The story hasn’t changed much - it just got a lot bigger. There’s a plucky farm boy (Nicholas Hoult), a feisty princess (Eleanor Tomlinson) and a mix up with a bag of magic beans that leaves Jack on the ground and the damsel in distress.
Ian McShane’s stumpy king waits beneath the beanstalk whilst his most disposable knights, his finest cad (Ewan McGregor) and his most dastardly royal advisor (Stanley Tucci) climb up to rescue his daughter.
OK, so Hoult’s hoodie-wearing hero cuts a strangely modern Jack.
But the deadpan X-man turns out to be a perfect choice for singer’s slack-jawed blend of old-fashioned swashbuckling and modern fun-poking. Good thing, too: McGregor’s quaffed popinjay and Tucci’s boo-hiss villain are walking hams, and Singer chooses to keep the jokes broad and flat instead of attempting the sharp satire that glints through The Princess Bride .
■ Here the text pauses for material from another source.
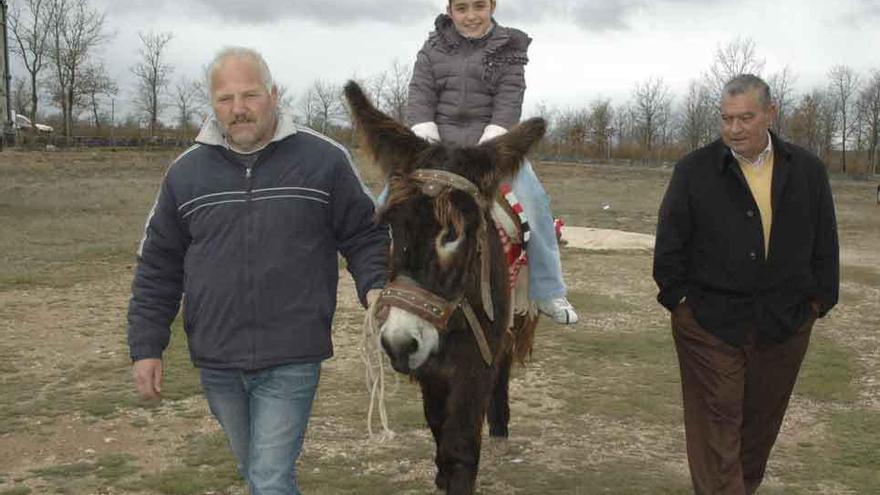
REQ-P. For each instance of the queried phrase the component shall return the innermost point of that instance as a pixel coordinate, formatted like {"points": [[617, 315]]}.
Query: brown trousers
{"points": [[734, 402]]}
Leaving the kingdom of Albion below, the real stars of the show are up in the clouds.
Here, Singer swaps out the rhyming ogre from the fairytale for an impressive army of CG performance-capture monsters (led by Bill Nighy’s bickering two-headed Goliath), sure to make young kids burst into tears as they leer their ugly 3D mugs into the camera and bite off heads like carrot sticks.
Purists beware: the traditional tale comes to an abrupt end halfway through the movie, with the second act bringing the action down to earth for a monumental FX-fest that pitches a hundred giants against a handful of knights in singer’s cartoonier take on Helm’s Deep.
Relentlessly entertaining and impressively epic, JTGS ’s finale hurls a flaming CG oak tree through the story you grew up with.
And while this mish-mash approach - part panto, part sword-swinger, too intense for littl’uns, too cheery for teens - will leave some feeling like they’ve tumbled down the beanstalk and hit every branch on the way down, there’s no doubting one thing: the fairytale is fun again.